Amidst mounting losses and a fall in the revenue pie, consolidation was the only way out. This deal was just waiting to happen.

Over the weekend, the Board of Directors of PVR Limited and INOX Leisure Limited, approved amalgamation of INOX with PVR via a stock swap deal. No cash will be exchanged in the deal and will be entirely done by exchange of shares.

The promoters of Inox will continue to be the co-promoters of the combined entity PVR Inox Ltd. However, Sanjay Bijli of PVR will not take over as the Managing Director of the combined entity, post-merger.

The existing top management of INOX Leisure including Pavan Kumar Jain and Siddharth Jain will be appointed as Non-Executive Directors of the combined entity.

Of course, this is just the first stage and the amalgamation of the two companies is subject to the approval of the shareholders of PVR and INOX respectively.

In addition, the deal will also need the approval of SEBI, the stock exchanges, the NCLT and also the Competition Commission of India (CCI).

For now, all the individual theatres of PVR and Inox will continue under their respective branding. However, any new multiplex screens opened after the merger will be branded as PVR INOX.

The PVR group will see a dilution of their stake in favour of Inox Promoters. Post the merger, the promoters of PVR will hold 10.62% stake in the combined entity while the promoters of INOX promoters will hold a 16.66% stake in PVR Inox Ltd.


The numbers are huge. Currently, PVR operates 871 screens across 181 multiplex properties located in 73 cities. On the other hand, INOX operates 675 screens across 160 multiplex properties in 72 cities.

The combined entity will have 1,546 screens, 341 multiplex properties in 109 cities. PVR Inox will enjoy a combined market share of 46% of the multiplex entertainment market, without adding the benefits of synergies.
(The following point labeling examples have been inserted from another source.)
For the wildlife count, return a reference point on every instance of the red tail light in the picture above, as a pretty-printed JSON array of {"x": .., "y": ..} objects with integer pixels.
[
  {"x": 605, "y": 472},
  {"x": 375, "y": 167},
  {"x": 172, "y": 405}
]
Where PVR has an advantage, is not just in number of screens, but also on revenue and profit flows. For instance, ad revenues per screen of Inox is 33% lower than that of PVR. Post the merger, there will a sharp rise in average realizations.

Similarly, if the ad revenues are combined with higher convenience fee charged by PVR, the total advantage that PVR enjoys over Inox is nearly Rs.150 crore of EBITDA. This gap is likely to be bridged post-merger.

As the economy gets back to normalcy and revenue spending picks up, what the multiplex players will really need is bargaining power. The merger will give them size and hence higher bargaining power in terms of rentals, cost of content, marketing spends, F&B sourcing etc.

The combined entity will have a much better bargaining position in cutting finer deals with their vendors and the customers. The deal is likely to be completed in 9 months.

Behind all this noise, the big challenge for PVR Inox will be how to address the fast growing challenge of OTT. That would be a different subject of discussion altogether.